Note one of three tagged gulls we saw (too far away for an ID) as well as the Herring Gull to the right of the photo.
After that we headed to St Philips Cemetery to see if we could spot the Great Horned Owl that has been reported there during past winters. We never did see neither the owl nor many other birds as the place was kind of bare as you can see in the picture above.
What we did see though was a Red-tailed Hawk. Photo above is lousy but wanted to include it because of how cool its wings looked coming at us in a head on, going away direction. Almost plank like with a slight upturn toward the hands. Very cool!
One thing I have noticed about taking photos of Red-tailed Hawks in the winter is just how vivid their colors are when you get them in the sky. They are colorful any month of the year, but winter they just pop to me. I guess it's because of there is not as much color in the winter so I pick up on it more during the colder months.
And of course I saved the best for last!!! Alan and I went to Fort Meadows in Marlbough to search for a Canvasback. The sun was already starting to fade as we looked for a place to park alongside there which was impossible due to guard rails and the heavy traffic. We finally find a place to park and can see tons of Ruddy Ducks all congregated in one area of the pond. We never did see a Canvasback but did see the gorgeous Drake Redhead above who was mixed in with a Greater Scaup and three Bufflehead. LIFER!! Seriously one of the most handsome ducks I have ever seen and my new favorite bird for the month of December!!!
Here he is talking to the Scaup to the left of him! HA. Probably complaining about the weather just as we all are! So cute and a perfect way to end the day as I had a big smile on my face the entire time I watched him.
And lastly a small portion of the Ruddy Ducks we saw as the sun was starting to set. Off to the coast tomorrow for more birds and will report in what I see!

Take care all!

5 comments:

Steve Borichevsky said...

I used to see hundreds of Redheads in Colorado. They are very beautiful ducks, indeed.

madcobug said...

We have a good many of the Mourning doves here and do see the Cedar Waxwing in the late winter and early spring. That red headed duck is beautiful. Great pictures. Helen

Hilke Breder said...

Congrats, Kim. That's a nice shot of the Redhead. What a treat! I have never seen one.

Larry said...

Congratulations on your lifer!

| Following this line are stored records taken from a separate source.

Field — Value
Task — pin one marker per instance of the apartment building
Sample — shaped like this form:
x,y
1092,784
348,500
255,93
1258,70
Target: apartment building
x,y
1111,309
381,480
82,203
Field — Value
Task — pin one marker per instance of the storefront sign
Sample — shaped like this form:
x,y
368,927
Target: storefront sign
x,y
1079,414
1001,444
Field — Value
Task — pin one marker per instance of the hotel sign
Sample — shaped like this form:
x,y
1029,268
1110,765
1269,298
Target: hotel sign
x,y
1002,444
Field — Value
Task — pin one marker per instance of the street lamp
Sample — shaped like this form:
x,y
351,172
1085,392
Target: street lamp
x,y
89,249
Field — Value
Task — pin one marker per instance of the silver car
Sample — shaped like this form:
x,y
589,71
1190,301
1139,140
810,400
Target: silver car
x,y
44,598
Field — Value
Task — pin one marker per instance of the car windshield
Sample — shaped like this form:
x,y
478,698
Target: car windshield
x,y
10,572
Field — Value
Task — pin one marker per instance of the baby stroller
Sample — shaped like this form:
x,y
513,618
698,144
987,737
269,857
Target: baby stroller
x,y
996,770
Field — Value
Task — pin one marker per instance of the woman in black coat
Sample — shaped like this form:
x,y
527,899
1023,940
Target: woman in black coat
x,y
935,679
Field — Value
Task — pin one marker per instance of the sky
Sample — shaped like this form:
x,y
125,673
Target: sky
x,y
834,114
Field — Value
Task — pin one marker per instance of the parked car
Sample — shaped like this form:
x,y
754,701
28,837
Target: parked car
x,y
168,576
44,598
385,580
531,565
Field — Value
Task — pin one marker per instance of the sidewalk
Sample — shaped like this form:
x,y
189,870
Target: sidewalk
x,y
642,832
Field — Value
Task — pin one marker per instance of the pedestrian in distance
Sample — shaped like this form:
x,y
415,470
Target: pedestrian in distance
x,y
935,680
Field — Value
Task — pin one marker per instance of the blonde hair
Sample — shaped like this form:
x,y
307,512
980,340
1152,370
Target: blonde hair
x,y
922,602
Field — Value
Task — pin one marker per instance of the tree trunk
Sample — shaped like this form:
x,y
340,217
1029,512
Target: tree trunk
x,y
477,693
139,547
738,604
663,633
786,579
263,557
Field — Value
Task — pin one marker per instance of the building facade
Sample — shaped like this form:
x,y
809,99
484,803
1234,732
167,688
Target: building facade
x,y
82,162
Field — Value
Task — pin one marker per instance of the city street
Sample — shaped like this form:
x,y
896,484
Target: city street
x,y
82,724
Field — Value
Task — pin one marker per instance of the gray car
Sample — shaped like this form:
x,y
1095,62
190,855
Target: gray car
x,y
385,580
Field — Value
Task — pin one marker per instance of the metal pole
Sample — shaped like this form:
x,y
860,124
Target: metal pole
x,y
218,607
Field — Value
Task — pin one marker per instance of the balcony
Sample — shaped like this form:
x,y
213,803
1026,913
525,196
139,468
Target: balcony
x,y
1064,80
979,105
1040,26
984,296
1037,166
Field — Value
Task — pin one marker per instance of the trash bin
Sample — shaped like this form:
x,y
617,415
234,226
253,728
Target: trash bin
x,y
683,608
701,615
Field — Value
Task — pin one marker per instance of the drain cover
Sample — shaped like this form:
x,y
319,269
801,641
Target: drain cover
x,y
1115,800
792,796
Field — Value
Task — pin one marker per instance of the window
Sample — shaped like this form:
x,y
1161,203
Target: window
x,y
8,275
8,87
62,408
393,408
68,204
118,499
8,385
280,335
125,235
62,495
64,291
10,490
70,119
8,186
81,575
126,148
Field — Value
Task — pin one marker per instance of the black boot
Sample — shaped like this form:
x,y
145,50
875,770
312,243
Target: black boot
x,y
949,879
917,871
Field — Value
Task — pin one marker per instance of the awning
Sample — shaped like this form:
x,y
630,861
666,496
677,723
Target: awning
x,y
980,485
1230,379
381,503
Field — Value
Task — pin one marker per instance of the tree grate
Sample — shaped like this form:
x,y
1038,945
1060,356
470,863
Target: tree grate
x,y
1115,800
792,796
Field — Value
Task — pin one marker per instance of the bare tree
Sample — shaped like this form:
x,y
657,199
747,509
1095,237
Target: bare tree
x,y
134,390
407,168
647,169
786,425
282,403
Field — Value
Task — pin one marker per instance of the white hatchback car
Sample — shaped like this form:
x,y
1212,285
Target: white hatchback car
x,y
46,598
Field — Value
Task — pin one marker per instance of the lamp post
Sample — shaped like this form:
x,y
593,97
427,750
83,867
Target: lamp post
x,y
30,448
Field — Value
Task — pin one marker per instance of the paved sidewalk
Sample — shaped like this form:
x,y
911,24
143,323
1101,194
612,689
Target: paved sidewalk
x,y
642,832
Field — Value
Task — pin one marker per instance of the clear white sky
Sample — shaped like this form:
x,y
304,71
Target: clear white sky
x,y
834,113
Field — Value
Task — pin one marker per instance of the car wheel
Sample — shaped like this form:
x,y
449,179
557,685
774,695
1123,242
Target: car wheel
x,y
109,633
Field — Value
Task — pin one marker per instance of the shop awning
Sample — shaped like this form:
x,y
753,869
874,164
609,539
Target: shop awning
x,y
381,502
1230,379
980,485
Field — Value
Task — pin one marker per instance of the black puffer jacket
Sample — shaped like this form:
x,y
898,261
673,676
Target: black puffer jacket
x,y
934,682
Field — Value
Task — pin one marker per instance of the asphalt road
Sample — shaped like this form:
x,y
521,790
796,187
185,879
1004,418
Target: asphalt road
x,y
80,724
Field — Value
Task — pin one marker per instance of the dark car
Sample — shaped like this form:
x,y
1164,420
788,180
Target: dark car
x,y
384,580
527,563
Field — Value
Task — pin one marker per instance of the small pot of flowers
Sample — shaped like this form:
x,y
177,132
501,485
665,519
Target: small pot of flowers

I too have noticed how nicely Red-tailed hawks stand out against the pure blue winter sky.I've been writing down the numbers of tagged gulls and plan to report them.They'll probably end up being gulls that were tagged right down the road from me.

Larry said...

You will have to make it down to south Texas in winter sometime and see the multitudes of Redheads that winter there. It is incredible. Such a neat looking duck.